Assistant LLM Setup

Configure .envs/local/backend.env to enable LLM-backed summaries on the simulation details page. If LLM support is disabled or misconfigured, the backend falls back to the deterministic metadata summary.

Required Settings

ASSISTANT_LLM_ENABLED=true
ASSISTANT_LLM_PROVIDER=ollama  # ollama or livai

Use exactly one provider and configure only that provider's environment variables.

Local Ollama Setup

Recommended local default:

ASSISTANT_LLM_ENABLED=true
ASSISTANT_LLM_PROVIDER=ollama
ASSISTANT_OLLAMA_BASE_URL=http://localhost:11434
ASSISTANT_OLLAMA_MODEL=llama3.1:8b
ASSISTANT_OLLAMA_API_KEY=
ASSISTANT_LLM_TEMPERATURE=0.2
ASSISTANT_LLM_MAX_TOKENS=256

ASSISTANT_LLM_MAX_TOKENS=256 keeps local summaries concise on developer hardware. If unset, the backend runtime default is 2048.

Install and run Ollama:

On macOS, install Ollama natively: https://docs.ollama.com/quickstart
Pull a model:

make ollama-pull-fast     # llama3.1:8b, faster local default
make ollama-pull-dev      # gemma4:e4b, prompt-contract iteration
make ollama-pull-quality  # gemma4:26b, quality checks

Start Ollama in a separate terminal:

make ollama-serve

This runs ollama serve with OLLAMA_KEEP_ALIVE=-1, so models stay loaded while the server is running.

Restart the backend:

make backend-run

Supported local model choices:

Model	Use case
`llama3.1:8b`	Faster local summaries on typical developer hardware.
`gemma4:e4b`	Fast prompt-contract iteration.
`gemma4:26b`	Preferred quality checks.
`gemma4:31b`	Only for hardware that can support it.

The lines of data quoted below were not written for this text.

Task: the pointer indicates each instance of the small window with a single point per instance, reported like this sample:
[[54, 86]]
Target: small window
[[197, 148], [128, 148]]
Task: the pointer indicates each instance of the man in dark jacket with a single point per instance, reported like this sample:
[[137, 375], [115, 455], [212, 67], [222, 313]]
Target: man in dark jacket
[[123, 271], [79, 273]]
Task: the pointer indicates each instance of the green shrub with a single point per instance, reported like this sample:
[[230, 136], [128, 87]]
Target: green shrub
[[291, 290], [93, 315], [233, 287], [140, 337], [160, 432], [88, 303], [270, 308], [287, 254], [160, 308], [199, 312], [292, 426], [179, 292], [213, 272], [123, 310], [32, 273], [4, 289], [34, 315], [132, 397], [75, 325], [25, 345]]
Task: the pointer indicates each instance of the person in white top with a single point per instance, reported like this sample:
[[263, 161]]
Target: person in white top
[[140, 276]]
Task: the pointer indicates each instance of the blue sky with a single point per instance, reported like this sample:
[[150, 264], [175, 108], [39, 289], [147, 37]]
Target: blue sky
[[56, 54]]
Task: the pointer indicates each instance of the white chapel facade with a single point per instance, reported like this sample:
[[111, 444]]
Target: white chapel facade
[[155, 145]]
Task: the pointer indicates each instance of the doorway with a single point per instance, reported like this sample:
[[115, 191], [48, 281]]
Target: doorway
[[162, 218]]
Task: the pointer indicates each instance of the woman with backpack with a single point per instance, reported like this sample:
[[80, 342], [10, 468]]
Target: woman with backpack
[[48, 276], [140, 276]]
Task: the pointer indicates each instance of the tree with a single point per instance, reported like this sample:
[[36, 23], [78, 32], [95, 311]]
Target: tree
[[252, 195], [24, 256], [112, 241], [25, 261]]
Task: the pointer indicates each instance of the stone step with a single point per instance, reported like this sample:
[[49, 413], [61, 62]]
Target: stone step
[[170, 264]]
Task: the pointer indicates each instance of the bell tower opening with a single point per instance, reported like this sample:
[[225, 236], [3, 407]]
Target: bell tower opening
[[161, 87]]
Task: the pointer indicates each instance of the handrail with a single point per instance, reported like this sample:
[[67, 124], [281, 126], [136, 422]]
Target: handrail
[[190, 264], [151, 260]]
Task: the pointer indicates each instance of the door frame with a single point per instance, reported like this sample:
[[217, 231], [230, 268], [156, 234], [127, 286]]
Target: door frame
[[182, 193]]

ASSISTANT_OLLAMA_BASE_URL=http://localhost:11434 is accepted and normalized internally to Ollama's OpenAI-compatible /v1 endpoint. Values that already include /v1 also work.

On macOS, native Ollama is recommended. Docker Desktop on macOS does not support Ollama GPU acceleration, so Docker-based Ollama is useful only for CPU-only portability testing.

LivAI Setup

ASSISTANT_LLM_ENABLED=true
ASSISTANT_LLM_PROVIDER=livai
ASSISTANT_LIVAI_API_KEY=
ASSISTANT_LIVAI_MODEL=gpt-5.4
ASSISTANT_LIVAI_BASE_URL=https://livai-api.llnl.gov/
ASSISTANT_LLM_TEMPERATURE=0.2
ASSISTANT_LLM_MAX_TOKENS=8192
ASSISTANT_SNAPSHOT_MAX_CHARS=12000

For LivAI, ASSISTANT_LIVAI_API_KEY, ASSISTANT_LIVAI_MODEL, and ASSISTANT_LIVAI_BASE_URL are required.

Model Selection

Model	Guidance
`gpt-5.4`	Recommended full model. Reliable structured output completion and handles 8K+ token responses.
`gpt-5.4-mini`	Avoid for this workflow. It may truncate structured responses before completing all required fields such as `limitations`, `citations`, and `suggested_followups`.

Token Budget Guidance

Setting	Guidance
`ASSISTANT_LLM_MAX_TOKENS`	Use `4096` to `8192` for `gpt-5.4`; use `2048` for mini models if used despite limitations.
`ASSISTANT_SNAPSHOT_MAX_CHARS`	Use `12000` to `16000` to balance detail and token budget; reduce to `8000` to `10000` for mini models.

For current LivAI OpenAI-compatible chat endpoints, SimBoard omits ASSISTANT_LLM_TEMPERATURE for gpt-5* models because the endpoint rejects that parameter. ASSISTANT_LLM_MAX_TOKENS still applies.

Fallback Troubleshooting

After changing .envs/local/backend.env, restart the backend before testing again:

make backend-run

Common fallback reasons:

Fallback reason	Meaning
`fallback_reason=ollama_misconfigured`	Missing `ASSISTANT_OLLAMA_MODEL` or `ASSISTANT_OLLAMA_BASE_URL`.
`fallback_reason=livai_misconfigured`	Missing `ASSISTANT_LIVAI_API_KEY`, `ASSISTANT_LIVAI_MODEL`, or `ASSISTANT_LIVAI_BASE_URL`.

For Ollama, ASSISTANT_OLLAMA_API_KEY is optional for local runs and can stay blank unless an auth proxy requires it.